Monday 15 June 2009

tell me about that time...

I watched a charming little film last night, La lectrice. I think only the French could make an entire film about the seductive powers of literature, but especially the power of reading aloud - that fabulous frisson created between two people when one reads to another. Or even when one reads to a larger audience. I can only really think of The Princess Bride as another great film with storytelling at its heart, but it only really uses storytelling as a vehicle to tell the story - if that makes sense - not as a theme for exploration, like La lectrice.

I love it when someone reads to me and I love reading aloud. I think it stems from childhood and having parents and grandparents who read to me as well as attending a school where the teacher read aloud to the students. Certainly, context changes everything. For if you are two lovers in bed reading to each other, there is a kind of comfort, a vulnerable familiarity which is completely different to the electric frisson of one potential lover reading to another - before any physical connection has occurred. Even still, the tenderness of a parent reading to a child, or a friend reading to a friend, or the intellectual stimulation of a teacher reading to a student, all different, yet equally potent emotions tied up with the art of reading aloud.

I don't know when or why we stopped reading to each other. We still read, of course, but it's become such an intensely personal thing. Even when we participate in book clubs or discuss a book amongst us, the actual experience of reading the book still takes place on an individual level. Only the discussion and analysis is shared. Why not a reading aloud book group?
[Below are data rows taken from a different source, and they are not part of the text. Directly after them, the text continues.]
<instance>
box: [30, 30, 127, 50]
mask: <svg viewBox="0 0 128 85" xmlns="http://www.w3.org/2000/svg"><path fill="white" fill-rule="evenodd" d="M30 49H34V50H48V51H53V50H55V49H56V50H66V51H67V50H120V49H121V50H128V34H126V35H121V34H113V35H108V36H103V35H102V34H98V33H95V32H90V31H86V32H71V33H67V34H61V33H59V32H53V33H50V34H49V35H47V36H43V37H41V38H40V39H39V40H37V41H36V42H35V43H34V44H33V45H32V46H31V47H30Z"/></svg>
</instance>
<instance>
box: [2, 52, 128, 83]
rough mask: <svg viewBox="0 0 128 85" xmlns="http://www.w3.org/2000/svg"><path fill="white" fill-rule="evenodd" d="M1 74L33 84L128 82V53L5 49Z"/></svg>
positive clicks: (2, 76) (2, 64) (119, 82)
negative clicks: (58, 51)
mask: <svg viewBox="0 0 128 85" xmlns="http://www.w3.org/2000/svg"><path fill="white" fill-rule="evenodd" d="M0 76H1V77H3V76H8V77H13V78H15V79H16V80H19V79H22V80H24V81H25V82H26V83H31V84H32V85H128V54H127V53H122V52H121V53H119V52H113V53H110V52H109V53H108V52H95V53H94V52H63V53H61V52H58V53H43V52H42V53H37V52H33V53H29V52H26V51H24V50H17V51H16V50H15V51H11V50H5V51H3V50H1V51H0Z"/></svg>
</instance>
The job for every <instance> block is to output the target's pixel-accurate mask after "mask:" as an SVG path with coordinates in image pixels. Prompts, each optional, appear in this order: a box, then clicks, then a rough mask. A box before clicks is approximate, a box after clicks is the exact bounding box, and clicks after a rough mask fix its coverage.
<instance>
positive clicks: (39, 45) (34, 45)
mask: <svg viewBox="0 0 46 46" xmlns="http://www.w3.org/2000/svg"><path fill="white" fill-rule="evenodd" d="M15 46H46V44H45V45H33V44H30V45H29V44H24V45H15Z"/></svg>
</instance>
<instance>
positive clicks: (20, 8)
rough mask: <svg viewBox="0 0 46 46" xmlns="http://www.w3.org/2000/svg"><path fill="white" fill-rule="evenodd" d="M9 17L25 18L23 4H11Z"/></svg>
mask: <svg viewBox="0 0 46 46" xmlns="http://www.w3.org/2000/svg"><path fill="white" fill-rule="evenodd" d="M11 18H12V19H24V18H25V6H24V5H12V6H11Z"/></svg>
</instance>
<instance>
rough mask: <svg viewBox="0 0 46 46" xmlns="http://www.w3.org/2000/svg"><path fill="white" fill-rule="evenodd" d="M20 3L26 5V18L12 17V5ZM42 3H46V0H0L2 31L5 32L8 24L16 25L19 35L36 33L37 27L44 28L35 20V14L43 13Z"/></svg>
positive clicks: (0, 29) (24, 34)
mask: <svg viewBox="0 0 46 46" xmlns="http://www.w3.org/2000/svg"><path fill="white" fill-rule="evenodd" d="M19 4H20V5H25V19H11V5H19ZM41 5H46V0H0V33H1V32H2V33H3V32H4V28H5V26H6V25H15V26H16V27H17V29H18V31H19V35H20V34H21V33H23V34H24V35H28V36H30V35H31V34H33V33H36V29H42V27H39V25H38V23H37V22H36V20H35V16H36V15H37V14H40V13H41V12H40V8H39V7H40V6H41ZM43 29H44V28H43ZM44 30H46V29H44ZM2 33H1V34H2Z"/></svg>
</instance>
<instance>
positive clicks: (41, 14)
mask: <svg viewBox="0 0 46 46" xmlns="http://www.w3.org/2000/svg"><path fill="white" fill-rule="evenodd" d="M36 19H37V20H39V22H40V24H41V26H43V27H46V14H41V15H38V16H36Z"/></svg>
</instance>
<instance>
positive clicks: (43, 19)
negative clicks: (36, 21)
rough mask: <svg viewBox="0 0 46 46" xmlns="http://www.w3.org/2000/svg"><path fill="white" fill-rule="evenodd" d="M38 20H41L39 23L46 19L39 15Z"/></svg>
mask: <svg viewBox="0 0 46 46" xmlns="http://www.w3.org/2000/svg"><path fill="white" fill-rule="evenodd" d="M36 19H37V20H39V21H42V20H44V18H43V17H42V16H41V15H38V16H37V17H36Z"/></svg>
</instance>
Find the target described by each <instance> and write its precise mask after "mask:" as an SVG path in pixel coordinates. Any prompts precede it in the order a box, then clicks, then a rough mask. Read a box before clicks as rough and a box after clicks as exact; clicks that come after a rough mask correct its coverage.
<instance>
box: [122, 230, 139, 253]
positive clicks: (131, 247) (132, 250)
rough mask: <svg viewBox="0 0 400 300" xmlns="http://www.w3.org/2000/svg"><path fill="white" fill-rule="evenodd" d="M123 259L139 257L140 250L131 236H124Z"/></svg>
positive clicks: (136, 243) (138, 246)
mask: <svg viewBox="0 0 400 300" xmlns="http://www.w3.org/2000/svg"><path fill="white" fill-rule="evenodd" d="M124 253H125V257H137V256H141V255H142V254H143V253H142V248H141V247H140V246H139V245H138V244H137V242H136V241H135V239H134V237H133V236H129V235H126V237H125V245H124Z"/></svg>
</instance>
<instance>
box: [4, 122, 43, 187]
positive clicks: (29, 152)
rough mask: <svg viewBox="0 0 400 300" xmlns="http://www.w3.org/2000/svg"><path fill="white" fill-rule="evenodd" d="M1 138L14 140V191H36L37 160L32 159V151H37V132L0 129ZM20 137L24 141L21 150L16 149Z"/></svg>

In light of this deficit, I'm hosting a story reading night at our salon [london] event in August. I think it would be great, if even perhaps a little regressive, to have a storytelling evening - that feeling of sitting around the campfire and going back to more primitive entertainment - an evening inspired by Homer and the oral tradition. I haven't collected all my story-tellers yet so if you want to be involved, let me know. Read your own story or not, just come and read.

2 comments:

M. Paule said...

And now I curse the damned ocean between here and there.

Phoenecia said...

If we had an inflated expenses budget, you can be sure we'd fly you over...if that's any consolation.